New Haven Colony Founding
John Davenport and Theophilus Eaton arrived in Massachusetts Bay with the intention of building a new settlement.
Davenport was a Puritan minister, and Eaton was a well-to-do merchant, and each had experience in fitting out vessels for the Massachusetts Bay Company.
The two ships that they chartered arrived in Boston on June 26, 1637. They learned about the area around the Quinnipiac River from militia engaged in the Pequot War, so Eaton set sail to view the area in late August.
The site seemed ideal for trade, with a good port lying between Boston and the Dutch city of New Amsterdam on Manhattan and good access to the furs of the Connecticut River valley settlements of Hartford and Springfield.
Eaton returned to Boston, leaving seven men to remain through the winter and make preparations for the arrival of the rest of the company.
The main body of settlers landed on April 14, 1638, numbering about 250, with the addition of some from Massachusetts.
A number of the early dwellings were caves or "cellers," partially underground and carved into hillsides.
The problems for New Haven began at the beginning. Unlike the other colonies around them, they did not have a charter. Without a charter, there is no proof that the land belongs to you.
Despite purchasing land from the local Native Americans, the settlers were designated as squatters for a period of time. This would be an ongoing struggle for New Haven.
The colonists in Connecticut had no problem using military force to expand their territory, and without a charter, there was little the colonists could do to stop them.
Creation of Government
New Haven's government was created on October 5, 1639, when the founders and colonists adopted the Fundamental Agreement. This agreement was similar to that of the Fundamental Orders of Connecticut.
According to its terms, a court composed of 16 burgesses, i.e. voting citizens, was established to appoint a magistrate and officials and to conduct the business of the plantation.
The only eligible voters were "planters" who were members of "some or other of the approved Churches of New England."
This excluded indentured servants, temporary residents, and transient persons, who were considered to have no permanent interest in the community.
They formed their government around the Bible.
Merchants attempted to build merchandising enterprises but did not see much success. However, they did have success in education.
Davenport set up a grammar school called Hopkins School with the hopes of building a college in New Haven as well.
He would not see his vision come to pass, but Yale College was opened in 1701. Yale was used in training pastors.
Formation of New Haven
The Plantation soon had neighboring settlements established by other groups of Puritans from England. Additional independent towns (called plantations) were established adjacent to New Haven Plantation.
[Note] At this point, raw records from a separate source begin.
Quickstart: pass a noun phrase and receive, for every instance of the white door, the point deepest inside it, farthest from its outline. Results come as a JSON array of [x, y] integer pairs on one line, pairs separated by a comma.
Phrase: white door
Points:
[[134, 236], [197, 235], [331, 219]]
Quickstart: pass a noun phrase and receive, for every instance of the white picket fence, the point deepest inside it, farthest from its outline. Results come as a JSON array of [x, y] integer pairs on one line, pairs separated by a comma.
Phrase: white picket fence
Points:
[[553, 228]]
Milford and Guilford were established in 1639, and Stamford in 1640. Southold on the North Fork of Long Island was established by settlers from New Haven in 1640.
On October 23, 1643, in the context of the formation of the New England Confederation, composed of Massachusetts Bay, Plymouth, and Connecticut Colonies, for joint military action against threats of attack by natives, the New Haven Plantation and its subsidiary settlements, Stamford and Southhold on Long Island, were combined with the independent towns of Milford and Guilford and named the New Haven Colony which then joined the Confederation.
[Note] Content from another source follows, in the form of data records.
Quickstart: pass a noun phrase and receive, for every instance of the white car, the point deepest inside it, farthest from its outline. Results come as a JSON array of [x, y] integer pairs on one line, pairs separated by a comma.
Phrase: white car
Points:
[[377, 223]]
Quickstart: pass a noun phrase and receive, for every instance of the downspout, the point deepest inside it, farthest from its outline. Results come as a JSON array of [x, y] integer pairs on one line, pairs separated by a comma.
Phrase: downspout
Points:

The town of Branford was settled in 1644 by residents from Wethersfield, Connecticut Colony, who were dissatisfied with the theocratic rule there.
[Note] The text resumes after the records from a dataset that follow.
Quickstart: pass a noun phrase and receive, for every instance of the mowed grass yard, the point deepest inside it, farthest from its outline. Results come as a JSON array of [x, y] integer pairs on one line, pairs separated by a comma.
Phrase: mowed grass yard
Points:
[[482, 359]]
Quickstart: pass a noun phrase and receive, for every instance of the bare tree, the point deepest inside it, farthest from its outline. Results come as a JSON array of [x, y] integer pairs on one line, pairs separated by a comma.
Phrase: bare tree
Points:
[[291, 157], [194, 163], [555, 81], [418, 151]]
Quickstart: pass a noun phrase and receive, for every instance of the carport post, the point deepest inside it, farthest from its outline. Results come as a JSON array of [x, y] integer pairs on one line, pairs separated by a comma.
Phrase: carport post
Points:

They joined the New Haven Colony. Eaton served as governor of the new colony until his death in 1658
Absorption By Connecticut
As mentioned earlier, the New Haven Colony did not have a charter. The same was true for Connecticut.
John Winthrop Jr. represented Connecticut and New Haven when he petitioned King Charles II for a charter. This resulted in the Charter of 1662, which the colonists in Connecticut considered an overwhelming success, but the settlers in New Haven hated the charter.
This is due to the boundaries put in place that would result in New Haven being absorbed by the Connecticut Colony.
This would create a rivalry that lasted until 1875. Connecticut would have two separate capitals, one in each city, and the state legislature would commute between both of them. This would eventually end after a new capital building was built in Hartford in 1875.
Most natives of Connecticut do not realize how close the state was to being split into two different states.